Энн была спасена боем часов, сообщивших, что уже пять.
— Боже, неужели уже так поздно? — воскликнула мисс Корнелия. — Что ж, я должна возвращаться домой.
— Нет, вы должны остаться и выпить с нами чаю, — сказала Энн.
— Вы просите меня потому, что думаете, что должны это сделать, или потому, что действительно хотите? — спросила мисс Корнелия.
— Потому что действительно хочу.
— Что ж. Я останусь. Вы, как видно, из тех людей, кто знает Джозефа.
— Я знаю одно: мы станем друзьями, — с улыбкой сказала Энн.
— Да. Станем, дорогая. Слава Богу, мы можем выбирать себе друзей. Хотя мы должны принимать наших родственников такими, какие они есть, и быть довольными, что они не хуже, чем есть. У меня нет близких родственников. Я так одинока, миссис Блайз.
В голосе мисс Корнелии чувствовалась грусть.

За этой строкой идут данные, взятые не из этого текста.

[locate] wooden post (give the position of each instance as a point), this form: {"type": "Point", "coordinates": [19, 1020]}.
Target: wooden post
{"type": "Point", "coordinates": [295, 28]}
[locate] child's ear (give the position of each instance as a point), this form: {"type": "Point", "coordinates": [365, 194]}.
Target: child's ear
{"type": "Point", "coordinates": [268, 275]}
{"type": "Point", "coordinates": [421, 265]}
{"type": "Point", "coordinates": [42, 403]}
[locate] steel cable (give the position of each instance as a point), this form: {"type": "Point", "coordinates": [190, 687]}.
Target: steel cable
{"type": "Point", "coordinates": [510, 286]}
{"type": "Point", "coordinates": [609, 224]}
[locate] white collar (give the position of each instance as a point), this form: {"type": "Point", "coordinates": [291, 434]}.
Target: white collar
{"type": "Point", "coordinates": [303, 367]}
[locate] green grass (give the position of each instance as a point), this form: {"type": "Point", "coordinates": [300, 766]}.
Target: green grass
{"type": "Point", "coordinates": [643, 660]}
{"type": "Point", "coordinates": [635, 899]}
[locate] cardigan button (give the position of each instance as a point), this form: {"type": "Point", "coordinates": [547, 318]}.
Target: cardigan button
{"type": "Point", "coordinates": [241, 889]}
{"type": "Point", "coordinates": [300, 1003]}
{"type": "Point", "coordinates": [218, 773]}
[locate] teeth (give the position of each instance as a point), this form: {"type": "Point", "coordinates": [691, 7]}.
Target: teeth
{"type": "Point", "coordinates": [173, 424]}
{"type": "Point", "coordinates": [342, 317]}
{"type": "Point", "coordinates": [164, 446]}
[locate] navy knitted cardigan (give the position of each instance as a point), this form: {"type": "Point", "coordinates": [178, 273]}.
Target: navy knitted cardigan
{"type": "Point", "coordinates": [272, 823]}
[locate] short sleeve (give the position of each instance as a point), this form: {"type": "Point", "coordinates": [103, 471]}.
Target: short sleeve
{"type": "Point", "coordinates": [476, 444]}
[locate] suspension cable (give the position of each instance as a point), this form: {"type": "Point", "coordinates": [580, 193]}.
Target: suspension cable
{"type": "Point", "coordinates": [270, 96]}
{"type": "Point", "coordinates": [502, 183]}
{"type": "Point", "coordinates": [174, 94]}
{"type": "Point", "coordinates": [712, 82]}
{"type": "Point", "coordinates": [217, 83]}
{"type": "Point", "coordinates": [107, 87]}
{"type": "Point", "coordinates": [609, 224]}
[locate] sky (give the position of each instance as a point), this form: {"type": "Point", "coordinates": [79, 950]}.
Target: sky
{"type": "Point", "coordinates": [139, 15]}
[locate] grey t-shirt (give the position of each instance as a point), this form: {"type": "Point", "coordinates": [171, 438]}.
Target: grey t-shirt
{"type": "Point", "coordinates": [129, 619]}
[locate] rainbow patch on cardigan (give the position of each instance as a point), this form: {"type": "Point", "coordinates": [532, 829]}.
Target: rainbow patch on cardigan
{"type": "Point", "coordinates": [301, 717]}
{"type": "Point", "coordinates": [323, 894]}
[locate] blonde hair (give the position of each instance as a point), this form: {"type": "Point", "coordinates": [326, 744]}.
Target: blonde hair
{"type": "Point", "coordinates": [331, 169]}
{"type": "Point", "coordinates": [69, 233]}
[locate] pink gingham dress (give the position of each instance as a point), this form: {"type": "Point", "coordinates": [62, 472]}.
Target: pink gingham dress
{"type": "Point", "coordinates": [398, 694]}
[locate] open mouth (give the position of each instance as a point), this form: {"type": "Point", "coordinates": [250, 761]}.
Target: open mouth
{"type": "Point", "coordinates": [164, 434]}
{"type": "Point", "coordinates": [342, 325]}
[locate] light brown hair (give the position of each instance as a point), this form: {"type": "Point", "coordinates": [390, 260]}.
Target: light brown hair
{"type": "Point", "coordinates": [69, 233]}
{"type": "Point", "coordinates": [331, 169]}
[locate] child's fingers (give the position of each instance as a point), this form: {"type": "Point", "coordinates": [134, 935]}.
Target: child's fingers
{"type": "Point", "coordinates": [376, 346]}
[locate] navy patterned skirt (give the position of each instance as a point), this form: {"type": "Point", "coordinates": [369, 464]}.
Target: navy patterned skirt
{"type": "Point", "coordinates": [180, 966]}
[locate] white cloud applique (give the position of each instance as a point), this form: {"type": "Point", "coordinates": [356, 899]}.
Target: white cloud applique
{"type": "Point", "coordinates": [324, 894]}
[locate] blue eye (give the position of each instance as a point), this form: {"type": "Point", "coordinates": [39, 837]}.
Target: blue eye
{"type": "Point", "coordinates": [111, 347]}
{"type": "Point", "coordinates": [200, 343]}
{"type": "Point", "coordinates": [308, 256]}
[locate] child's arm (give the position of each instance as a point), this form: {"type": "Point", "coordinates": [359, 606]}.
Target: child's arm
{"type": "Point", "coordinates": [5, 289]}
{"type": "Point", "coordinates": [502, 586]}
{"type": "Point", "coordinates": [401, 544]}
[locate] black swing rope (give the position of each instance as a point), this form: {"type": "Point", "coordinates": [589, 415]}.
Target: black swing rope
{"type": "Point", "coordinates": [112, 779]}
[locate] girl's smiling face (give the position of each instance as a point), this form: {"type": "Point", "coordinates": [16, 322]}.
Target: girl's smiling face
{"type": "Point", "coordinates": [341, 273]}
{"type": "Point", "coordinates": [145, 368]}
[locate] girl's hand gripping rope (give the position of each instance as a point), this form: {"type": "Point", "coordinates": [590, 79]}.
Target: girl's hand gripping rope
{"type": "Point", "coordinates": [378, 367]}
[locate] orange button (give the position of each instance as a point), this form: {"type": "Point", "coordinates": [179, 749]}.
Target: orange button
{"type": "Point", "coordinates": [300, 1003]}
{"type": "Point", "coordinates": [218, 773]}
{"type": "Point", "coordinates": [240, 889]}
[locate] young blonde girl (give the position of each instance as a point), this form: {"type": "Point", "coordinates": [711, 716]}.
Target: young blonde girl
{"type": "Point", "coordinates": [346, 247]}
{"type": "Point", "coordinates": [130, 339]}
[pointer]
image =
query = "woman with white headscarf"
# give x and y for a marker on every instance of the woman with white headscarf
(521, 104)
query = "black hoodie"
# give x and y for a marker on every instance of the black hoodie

— Называйте меня просто Энн, — воскликнула Энн порывисто. — Это будет звучать более тепло. Каждый в Четырех Ветрах, кроме моего мужа, зовет меня миссис Блайз, и это заставляет меня чувствовать себя чужой. Знаете, ваше имя очень близко по звучанию к тому, что я произносила, когда была ребенком. Я ненавидела имя Энн и звала себя Корделия.
— Мне нравится имя Энн. Это имя моей матери. Старомодные имена, по-моему, самые лучшие. Если вы собираетесь пить чай, вы должны позвать молодого доктора поговорить со мной. Он, наверное, лежит на софе в кабинете и смеется над всем, что я говорю.
— Откуда вы знаете? — удивленно воскликнула Энн, забыв от неожиданности о всякой почтительности.
— Я видела его сидящим подле вас, когда шла вверх по тропинке. И я знаю все эти мужские штучки, — возразила мисс Брайэнд. — Ну вот. Я закончила платье. Теперь восьмой ребенок может спокойно появляться на свет, как только ему вздумается.